Proprio di natura finanziaria è infatti il coro unito delle dirigenze dei due club meneghini che di fronte alle ultime direttive del Governo, non solo si dicono basiti, ma si professano quanto mai allarmati per il futuro di una filiera che – come ricorda Marotta – aveva "un giro d'affari pre pandemia di quasi 4 miliardi e ne versa all'Erario ogni anno 1,2" e che – rimarca da par suo Scaroni – presenta "un'industria come la nostra che dà lavoro a 300.000 persone". Dunque, "inammissibile"  non aver ricevuto sussidi e sostegni dalle istituzioni con un sistema che "è sull'orlo del baratro. La Serie A e più in generale il calcio italiano sono a rischio default".

Parole di Beppe Marotta, al Sole 24Ore, in cui il dirigente nerazzurro amplia il ventaglio delle difficoltà dell'intero sistema calcistico, involuto in due anni di una pandemia che non accenna ancora a diminuire e lasciare spazio alla normalità. "Avevamo squilibri ben prima del Covid" è la premessa da autoaccusa, da parte di chi conosce bene l'ambiente di cui sta parlando, lavorandoci da oltre 30 anni. Ma non basta il semplice mea culpa di rito. Perché proprio per l'enorme esperienza di cui dispone è lo stesso Marotta a fare il doveroso distinguo: "All'estero i club sono stati supportati economicamente. Nel nostro Paese l'Esecutivo ha concesso al settore solo aiuti col contagocce e ridotto la capienza degli impianti sportivi. Misure che insieme alla pandemia hanno influito pesantemente sui bilanci dei club e che, senza ristori, ora rischiano di mandare letteralmente in default tutto il comparto calcio italiano".

Numeri alla mano? Eccoli. "La Francia si prepara ad accogliere il 100% di tifosi, così come avviene già in Inghilterra. Noi siamo qui inchiodati a 5 mila spettatori". E poi ancora: "Prima della pandemia, il sistema calcio che molti pensano sia in mano a ricchi scemi, ha dato 1,2 miliardi all'erario all'anno. In Europa i club vengono sponsorizzati da industrie del betting qui da noi vietate: oltre 100 milioni di contratti volatilizzati" sottolinea ancora Marotta.

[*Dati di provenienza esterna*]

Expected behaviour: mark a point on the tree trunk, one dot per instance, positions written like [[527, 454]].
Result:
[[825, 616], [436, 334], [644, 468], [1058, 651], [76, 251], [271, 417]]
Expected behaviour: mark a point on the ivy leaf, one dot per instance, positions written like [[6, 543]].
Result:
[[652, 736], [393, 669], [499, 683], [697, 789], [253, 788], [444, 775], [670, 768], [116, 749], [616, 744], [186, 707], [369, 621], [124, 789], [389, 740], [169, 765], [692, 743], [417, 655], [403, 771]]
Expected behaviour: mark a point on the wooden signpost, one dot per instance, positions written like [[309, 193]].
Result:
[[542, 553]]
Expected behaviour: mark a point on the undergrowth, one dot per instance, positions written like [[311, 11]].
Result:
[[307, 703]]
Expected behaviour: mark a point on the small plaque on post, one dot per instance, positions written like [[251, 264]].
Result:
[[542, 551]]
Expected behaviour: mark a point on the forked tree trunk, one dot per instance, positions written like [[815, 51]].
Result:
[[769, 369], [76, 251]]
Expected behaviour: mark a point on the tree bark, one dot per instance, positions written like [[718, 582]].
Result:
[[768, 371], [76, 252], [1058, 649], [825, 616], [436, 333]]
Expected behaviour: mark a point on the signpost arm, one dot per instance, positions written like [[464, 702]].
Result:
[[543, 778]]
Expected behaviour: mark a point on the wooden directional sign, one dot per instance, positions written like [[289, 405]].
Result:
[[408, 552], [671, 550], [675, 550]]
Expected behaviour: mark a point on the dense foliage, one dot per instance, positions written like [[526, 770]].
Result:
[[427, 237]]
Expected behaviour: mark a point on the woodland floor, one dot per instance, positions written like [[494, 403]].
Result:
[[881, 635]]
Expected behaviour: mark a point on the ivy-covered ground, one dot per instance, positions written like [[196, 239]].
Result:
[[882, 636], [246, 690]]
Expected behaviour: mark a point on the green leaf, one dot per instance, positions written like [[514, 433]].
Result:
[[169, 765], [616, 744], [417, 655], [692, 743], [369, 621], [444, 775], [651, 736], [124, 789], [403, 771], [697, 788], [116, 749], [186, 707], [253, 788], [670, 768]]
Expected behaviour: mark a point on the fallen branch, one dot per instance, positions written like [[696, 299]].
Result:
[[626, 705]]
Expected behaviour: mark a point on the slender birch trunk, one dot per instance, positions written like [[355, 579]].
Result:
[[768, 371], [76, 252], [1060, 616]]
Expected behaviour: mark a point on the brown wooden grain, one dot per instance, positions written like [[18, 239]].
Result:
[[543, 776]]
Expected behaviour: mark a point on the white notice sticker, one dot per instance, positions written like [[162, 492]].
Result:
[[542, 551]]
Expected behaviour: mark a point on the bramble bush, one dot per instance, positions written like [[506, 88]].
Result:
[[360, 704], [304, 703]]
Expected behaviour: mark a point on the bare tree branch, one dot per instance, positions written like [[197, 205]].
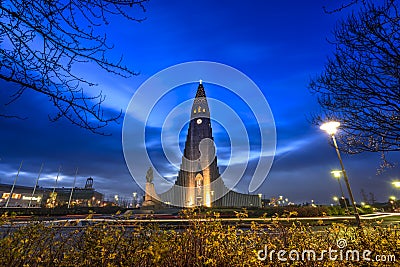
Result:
[[41, 42], [360, 86]]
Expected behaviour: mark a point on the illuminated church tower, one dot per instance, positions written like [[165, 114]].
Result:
[[199, 182], [199, 162]]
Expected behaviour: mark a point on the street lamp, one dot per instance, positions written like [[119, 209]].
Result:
[[337, 174], [331, 129], [396, 184]]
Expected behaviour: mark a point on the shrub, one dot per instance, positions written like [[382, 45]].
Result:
[[206, 241]]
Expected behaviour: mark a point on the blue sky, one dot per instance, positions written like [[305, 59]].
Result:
[[280, 45]]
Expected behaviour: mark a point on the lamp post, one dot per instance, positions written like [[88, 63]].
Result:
[[337, 175], [331, 129], [396, 184]]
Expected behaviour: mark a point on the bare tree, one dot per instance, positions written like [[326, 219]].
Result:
[[360, 85], [41, 43]]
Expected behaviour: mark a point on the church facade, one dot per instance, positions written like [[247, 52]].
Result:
[[199, 182]]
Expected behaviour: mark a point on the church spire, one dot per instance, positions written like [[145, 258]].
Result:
[[200, 105]]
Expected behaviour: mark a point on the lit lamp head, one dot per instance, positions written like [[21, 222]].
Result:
[[330, 127], [396, 184], [336, 174]]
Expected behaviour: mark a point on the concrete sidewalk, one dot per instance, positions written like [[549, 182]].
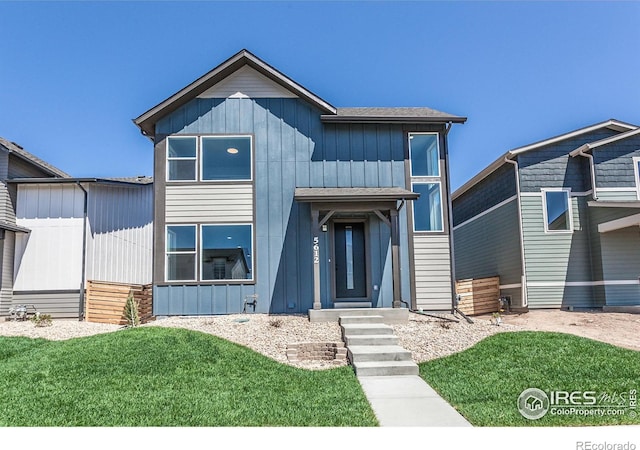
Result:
[[407, 400]]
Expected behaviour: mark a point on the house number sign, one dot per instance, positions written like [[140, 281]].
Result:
[[316, 250]]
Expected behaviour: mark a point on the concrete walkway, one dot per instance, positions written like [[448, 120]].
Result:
[[407, 400]]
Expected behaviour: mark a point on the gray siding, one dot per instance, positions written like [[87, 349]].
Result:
[[552, 167], [553, 259], [60, 304], [614, 164], [490, 246], [292, 149], [496, 188]]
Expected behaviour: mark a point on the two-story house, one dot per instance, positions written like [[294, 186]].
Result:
[[265, 191], [557, 220]]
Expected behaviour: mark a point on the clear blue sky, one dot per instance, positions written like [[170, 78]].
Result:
[[74, 74]]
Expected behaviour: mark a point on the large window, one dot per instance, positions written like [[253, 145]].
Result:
[[427, 210], [181, 253], [224, 252], [181, 158], [557, 210], [213, 158], [424, 155]]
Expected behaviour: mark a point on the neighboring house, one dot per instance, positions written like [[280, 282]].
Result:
[[79, 229], [15, 162], [263, 188], [557, 220]]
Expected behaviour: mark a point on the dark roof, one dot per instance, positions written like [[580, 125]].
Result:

Cui fa eco l'analisi dura del presidente del Milan: "Non si capisce perché al calcio di vertice si sia deciso di non assegnare nulla: non è ammissibile questo trattamento per un’industria come la nostra che dà lavoro a 300mila addetti".

Dunque, la soluzione. Per i due massimi dirigenti di Inter e Milan la linea era più che chiara ed evidente, ma è stata volutamente ignorata dal Governo: "A differenza di tante altre imprese che hanno dovuto fermarsi e che hanno ottenuto contributi, per noi non c'è nulla" conclude Scaroni "e se saremo costretti a ridimensionarci o a chiudere i battenti sarà un problema per tutti gli italiani". Una minaccia? No, un monito al quale Marotta aggiunge la pronta soluzione: "Mi accontenterei di un ministro dello Sport che concentri poteri e risorse, aiutandoci col dialogo a salvare il calcio e a riformarlo"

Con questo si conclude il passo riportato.